According to data, democratic presidencies have yielded more gains and boosted the economy further, most likely due to their equal policies that help all income classes not just the top 10%. In addition, they are less capitalist minded and promote equality, transparency, and the break down the financial industry and Big Tech instead.

Yet the annualized S&P 500 performance under Trump compared to Biden at this point in time was higher than Biden’s first few months in office at around 16% for Trump versus 13% for Joe.

But at the end of the day, each administration has to deal with its own hurdles from the past and most of the time, the returns have no relevance to what they are up to on Capitol Hill anyway and all to do with Musk’s tweets or Robinhood’s retail trading bonanza.

In essence, the most unexpected things/events/factors/news move the markets the most and we tend to call it politics even though it isn’t.

There’s no doubt politics is essential to imposing proper legislation to keep the markets from becoming frothy by instilling the SEC and ERISA committees to control big business, but if you are choosing a candidate based on boosting your market returns, I would say it’s a waste of time and not a very logical way to choosing who you want to run the country.

If the president is slow to enact any new changes, doesn’t bother alleviating the student loan debt burden, chilling out on his yacht, stubborn on passing any legislation to help its troops or the roads, not taxing the rich and instead W2 earners, banning immigrants, imposing Reaganomics for the upper-class, and solely supporting capitalism not social welfare, the U.S. and any country will go down and so will the markets in tandem but all in all, the president doesn’t have as a large say since overvalued unicorns seem to have a louder voice.

There are countless variables that are baked into the market and they are all predictions.
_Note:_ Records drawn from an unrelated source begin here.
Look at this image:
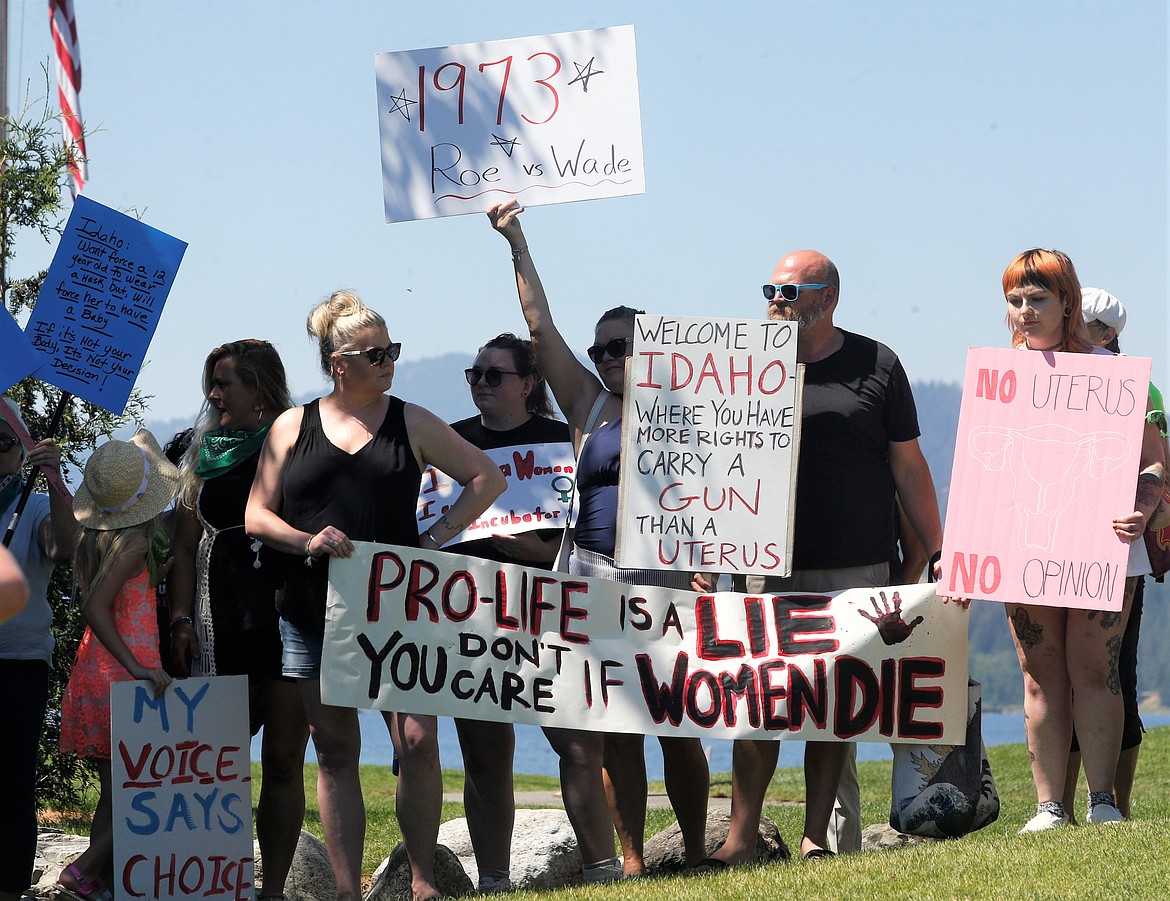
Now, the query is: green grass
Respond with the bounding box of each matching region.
[41,727,1170,901]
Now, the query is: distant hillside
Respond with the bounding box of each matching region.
[146,365,1170,710]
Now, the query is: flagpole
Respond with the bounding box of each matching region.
[0,0,9,291]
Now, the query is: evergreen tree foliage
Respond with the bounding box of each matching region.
[0,96,145,809]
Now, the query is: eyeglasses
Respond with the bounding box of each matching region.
[463,366,519,388]
[585,338,634,363]
[759,282,828,303]
[337,341,402,366]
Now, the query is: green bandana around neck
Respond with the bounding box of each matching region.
[195,424,271,479]
[0,470,25,510]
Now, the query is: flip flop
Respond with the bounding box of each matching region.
[54,864,113,901]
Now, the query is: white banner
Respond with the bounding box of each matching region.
[374,26,646,222]
[110,676,253,901]
[322,542,968,744]
[417,442,577,548]
[615,315,804,576]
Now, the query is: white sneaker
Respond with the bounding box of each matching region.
[1086,804,1126,823]
[1019,811,1071,835]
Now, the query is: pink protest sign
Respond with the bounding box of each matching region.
[940,348,1150,611]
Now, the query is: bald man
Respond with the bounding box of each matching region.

No one has a crystal ball. The president is the CEO of the country and just like with any company, if any suspicious internal documents leak out or the CEO unexpectedly resigns, the stock will plummet by a few percentage points for the next few days, and then back to business.

All in all, vote for a president that will help the most people not just you. Just like within higher ed, instead of helping the top 1% become billionaires, institutions should help the bottom 90% become millionaires.

Not only will gains be higher if more than 80% of the country invests and regularly begins to through DCA (dollar-cost averaging) not lump sums, contributes to their Roth IRA, IRA/401 (k), spends less than they earn, invests in themselves through financial literacy, and not become polarized or take things so personally when it comes to politics, the country and investors will do and feel better.

Currently, with the Democrats in control, tax legislation is on the top of their minds. Everyone hates taxes but that doesn’t mean you should hate the party. There are tactics you can take to legally reduce your tax amount and earn more that works during any administration.

Read here how to do so.

Universally, setting up 5–10 passive income streams is easier than ever in a digitized “no need to get up the couch” world and in a country where there is something for everyone, no one is stopping you except for yourself.

No one can predict nor beat the market but can set themselves up on a stable path towards letting it work for them slowly over time.